Note: This review is from the 2016 Fringe

Have you planned your own funeral? It seems like a morbid activity and one which shouldn’t make for an amusing Fringe show but New Zealander Rose Matafeo is determined her funeral will be the perfect send off and has planned everything down to the very last detail.

In her bejazzled tuxedo Matafeo leaps out of a coffin, a whirling dervish very much alive, despite the attention to detail of her demise, and she starts with the catering – there are never enough sandwiches at a wake! Her observation of the triangular sandwiches routinely served at funerals sets the tone for the rest of the show and she keeps the crowd going for 50 minutes. In the last ten the show peters out a little. The intention is that this unplanned ending is a quirk of the show but it feels forced and not in keeping with the slickness and energy of the start.

Her “Grief Megamix” gives Matafeo the perfect opportunity to show she can sing as well as she can do comedy with an impressive rendition of funeral “classic” I Don’t Want to Miss a Thing by Aerosmith, and then a play on words with Andrea Bocelli and Sarah Brightman’s, Time to Say Goodbye. And, because two talents is clearly not enough, she performs a hilarious and quite fabulous choreographed routine with her sidekick, Paul Wilson (a work experience boy whose dry sense of humour is a throwback to Jack Dee‘s early days).

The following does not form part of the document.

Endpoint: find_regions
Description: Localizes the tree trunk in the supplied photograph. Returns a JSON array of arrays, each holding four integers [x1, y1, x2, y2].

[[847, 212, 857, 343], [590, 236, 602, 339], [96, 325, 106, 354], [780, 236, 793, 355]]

Matafeo won the best newcomer award at the New Zealand International Comedy Festival in 2010 and her career has gone from strength to strength since. Last August in Edinburgh she performed a duo show with fellow New Zealand comedian, Guy Montgomery, this year she is doing it on her own and if she can just pull that last ten minutes together the 24-year-old is going to need a much bigger venue to sell-out next year.